In a recent Nature study, NC State astrophysicist Rongmon Bordoloi was part of a team that detected “primordial gasses” located far from any galaxies. By detecting and studying the composition of these gasses, the team hopes to further unravel the mystery of how galaxies are born, and what they’re made of at the most basic level.
Bordoloi sat down with The Abstract to answer some questions about the latest study.
The Abstract: In your paper, you saw “primordial gasses” coming out of newly forming galaxies. What were these primordial gasses? How many were there and how did you identify them?
Bordoloi: We discovered two clumps of primordial gas hundreds of thousands of light years away from nearby galaxies. These “clumps” are neutral atomic gas clouds which are rather compact in size relative to a galaxy; they’re a factor of 10 or so smaller than a regular galaxy.
We identified them using the ALMA Radio Telescope array (Atacama Large Millimeter Array), a large radio telescope array situated in the Atacama Desert in Chile. We detected a forbidden transition of a singly ionized carbon atom, which creates a specific spectral signature. That signature implies that the signal is coming from an extremely high density gas cloud.
That spectral signature combined with a lack of “visible” stars when we viewed the same area with the Hubble Space Telescope, meant that a primordial gas cloud/galaxy was present in that area.
TA: How do these gasses form?
Bordoloi: That is a good question. How these clouds form is still a mystery. These clouds are detected – as I explained above – by finding forbidden carbon emission in infra-red light.
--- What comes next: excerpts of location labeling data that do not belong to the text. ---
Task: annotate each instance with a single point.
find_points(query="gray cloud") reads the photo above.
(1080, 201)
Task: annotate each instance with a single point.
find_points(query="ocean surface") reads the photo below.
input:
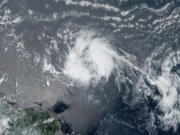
(98, 67)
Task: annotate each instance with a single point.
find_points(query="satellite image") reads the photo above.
(89, 67)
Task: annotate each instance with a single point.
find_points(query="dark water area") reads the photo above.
(37, 36)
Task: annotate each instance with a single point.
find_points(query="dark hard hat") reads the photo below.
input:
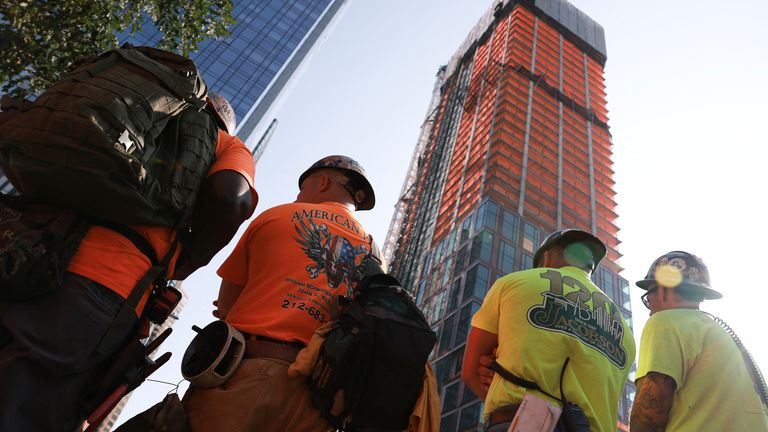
(569, 236)
(353, 170)
(682, 271)
(222, 111)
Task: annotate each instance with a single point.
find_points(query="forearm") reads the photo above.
(223, 204)
(480, 344)
(650, 411)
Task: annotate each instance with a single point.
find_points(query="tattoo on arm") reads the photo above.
(654, 398)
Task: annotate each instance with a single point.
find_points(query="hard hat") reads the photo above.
(356, 173)
(222, 111)
(682, 271)
(213, 355)
(569, 236)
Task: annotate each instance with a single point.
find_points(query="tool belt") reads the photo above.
(264, 347)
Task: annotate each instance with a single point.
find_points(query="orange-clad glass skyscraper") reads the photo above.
(515, 145)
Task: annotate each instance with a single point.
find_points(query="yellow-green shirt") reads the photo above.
(714, 389)
(543, 316)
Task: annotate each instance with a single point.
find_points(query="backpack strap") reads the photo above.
(173, 81)
(530, 385)
(140, 242)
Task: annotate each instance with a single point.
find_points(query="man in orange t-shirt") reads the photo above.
(277, 287)
(52, 356)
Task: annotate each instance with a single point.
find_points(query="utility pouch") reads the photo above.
(535, 414)
(162, 302)
(36, 243)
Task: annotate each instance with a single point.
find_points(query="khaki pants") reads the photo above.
(258, 397)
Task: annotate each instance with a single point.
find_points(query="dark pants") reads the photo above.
(48, 357)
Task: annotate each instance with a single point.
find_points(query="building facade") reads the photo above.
(255, 66)
(515, 145)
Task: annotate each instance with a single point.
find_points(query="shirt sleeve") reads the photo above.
(487, 317)
(661, 350)
(233, 155)
(234, 269)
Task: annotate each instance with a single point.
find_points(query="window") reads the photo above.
(465, 322)
(481, 247)
(445, 338)
(509, 223)
(530, 237)
(420, 293)
(461, 260)
(448, 423)
(451, 396)
(477, 282)
(465, 229)
(426, 263)
(470, 417)
(526, 262)
(608, 286)
(453, 300)
(506, 258)
(625, 299)
(447, 272)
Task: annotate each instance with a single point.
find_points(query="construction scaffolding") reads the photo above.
(515, 145)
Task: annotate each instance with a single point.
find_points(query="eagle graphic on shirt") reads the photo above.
(332, 254)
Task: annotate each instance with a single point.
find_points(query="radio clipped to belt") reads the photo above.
(572, 418)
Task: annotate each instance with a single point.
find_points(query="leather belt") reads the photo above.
(261, 347)
(504, 414)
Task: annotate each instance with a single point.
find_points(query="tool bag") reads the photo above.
(123, 138)
(371, 366)
(36, 244)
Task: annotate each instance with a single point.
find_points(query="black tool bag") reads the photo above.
(124, 137)
(370, 370)
(36, 243)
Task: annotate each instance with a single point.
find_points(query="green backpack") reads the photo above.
(124, 137)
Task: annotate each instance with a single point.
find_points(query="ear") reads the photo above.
(324, 183)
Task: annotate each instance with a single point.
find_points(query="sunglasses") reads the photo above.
(644, 298)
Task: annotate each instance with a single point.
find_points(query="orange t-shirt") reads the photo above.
(292, 261)
(112, 260)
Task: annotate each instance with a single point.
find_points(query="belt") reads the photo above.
(262, 347)
(504, 414)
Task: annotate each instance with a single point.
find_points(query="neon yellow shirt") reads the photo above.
(714, 390)
(543, 316)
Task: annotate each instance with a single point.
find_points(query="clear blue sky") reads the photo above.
(686, 86)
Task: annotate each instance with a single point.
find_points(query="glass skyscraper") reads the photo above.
(268, 45)
(515, 145)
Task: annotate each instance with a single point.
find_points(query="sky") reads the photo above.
(686, 88)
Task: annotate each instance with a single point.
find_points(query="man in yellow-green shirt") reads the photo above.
(692, 375)
(540, 317)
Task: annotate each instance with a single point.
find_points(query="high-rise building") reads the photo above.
(254, 67)
(515, 145)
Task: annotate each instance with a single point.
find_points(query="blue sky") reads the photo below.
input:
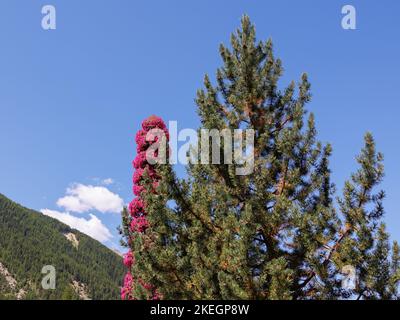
(71, 99)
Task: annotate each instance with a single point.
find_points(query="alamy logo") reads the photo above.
(49, 18)
(237, 145)
(349, 19)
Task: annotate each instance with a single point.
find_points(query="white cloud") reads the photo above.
(82, 198)
(93, 227)
(107, 181)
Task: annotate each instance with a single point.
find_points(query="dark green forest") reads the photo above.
(29, 240)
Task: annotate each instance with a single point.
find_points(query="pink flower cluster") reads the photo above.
(137, 208)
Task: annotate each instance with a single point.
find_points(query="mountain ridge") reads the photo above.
(30, 240)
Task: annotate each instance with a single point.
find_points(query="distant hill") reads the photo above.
(85, 269)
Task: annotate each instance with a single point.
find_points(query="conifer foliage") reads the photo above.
(276, 233)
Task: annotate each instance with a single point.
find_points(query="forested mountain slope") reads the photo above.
(29, 241)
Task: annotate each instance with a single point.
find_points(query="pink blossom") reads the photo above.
(126, 291)
(129, 259)
(136, 206)
(153, 122)
(140, 160)
(139, 224)
(137, 190)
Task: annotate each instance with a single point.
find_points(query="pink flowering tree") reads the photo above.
(151, 143)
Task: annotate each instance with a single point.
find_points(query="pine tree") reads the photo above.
(276, 233)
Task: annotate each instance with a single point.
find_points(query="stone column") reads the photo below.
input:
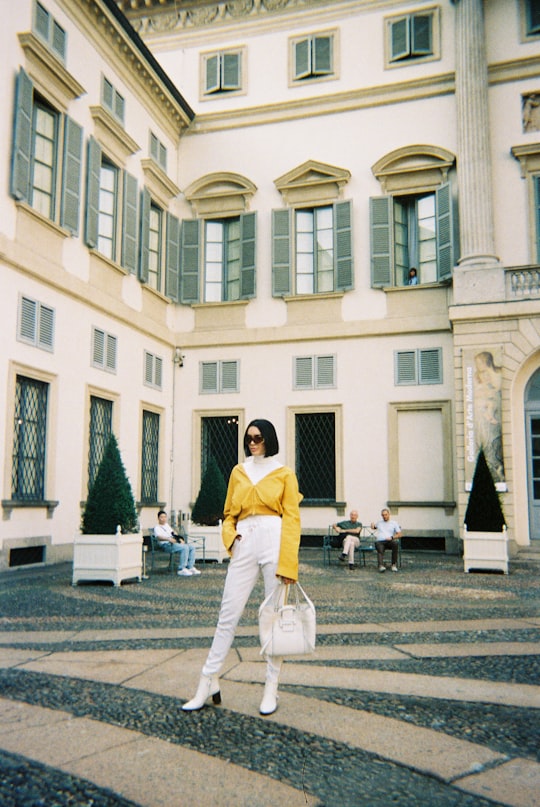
(475, 282)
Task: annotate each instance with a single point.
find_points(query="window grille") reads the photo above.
(150, 458)
(316, 455)
(100, 431)
(29, 440)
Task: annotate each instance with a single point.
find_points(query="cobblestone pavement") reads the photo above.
(424, 690)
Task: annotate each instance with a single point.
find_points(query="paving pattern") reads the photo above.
(424, 689)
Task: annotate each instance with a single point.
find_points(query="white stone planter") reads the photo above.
(107, 557)
(213, 549)
(485, 550)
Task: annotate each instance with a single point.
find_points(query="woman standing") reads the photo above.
(261, 531)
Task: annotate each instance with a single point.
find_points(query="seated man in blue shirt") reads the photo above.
(388, 535)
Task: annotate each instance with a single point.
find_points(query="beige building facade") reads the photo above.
(255, 181)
But they don’t emit any optical or UV light (that we can detect), which suggests that there are no stars in these clouds.
One hypothesis is that these dense clouds are forming as gas cools out of the intergalactic medium (the large cosmic web, where most of the baryons in the early universe reside). Or alternatively, they may have formed out of dense gas clouds excited by strong radiation coming from galaxies.
TA: Do these primordial gas clouds play a role in the formation of new galaxies? If so, how?
Bordoloi: Yes they would play a role in galaxy formation. Gravitational pull means that these clouds will eventually fall into galaxies and form stars, thereby increasing the mass of the galaxies. Indeed this is one of the primary channels (gas falling onto galaxies), via which galaxies grow from being relatively small galaxies in the early universe to becoming a massive galaxy like the Milky Way is today.
TA: What does this discovery tell us about the early universe?
Bordoloi: These primordial gas clouds exist near several other galaxies, and the space in between them is filled with hot (100,000 degrees Kelvin) plasma that we also detected. This discovery suggests that there is a lot of chemical mixing of gas in the early universe. For example, supernovae exploding in early galaxies could eject a lot of ionized plasma out of those galaxies, which would then eventually fall back into the galaxies and form the next generation of stars. So the early universe is a really dynamic environment – kind of a cosmic recycling machine of enriched gas, and this “machine” eventually creates the complex atoms and molecules that are abundant today in our own solar system.
TA: What did you think was the coolest part of this discovery?
Bordoloi: The discovery of these pristine dense gas clouds was totally unexpected, and led us to think really hard about how such primordial gas clouds can exist in the first place. Note that this project is only possible because we could combine observations from space (Hubble Space Telescope imaging), ground based spectroscopy and ground based deep sub-millimeter observations (with ALMA).
Being able to do such a multi-wavelength search is one of the unique aspects of this project that yielded really unexpected and exciting science. To me that synergy of combining all the resources and wavelength ranges together to perform a coherent science experiment is indeed an amazing aspect of this work.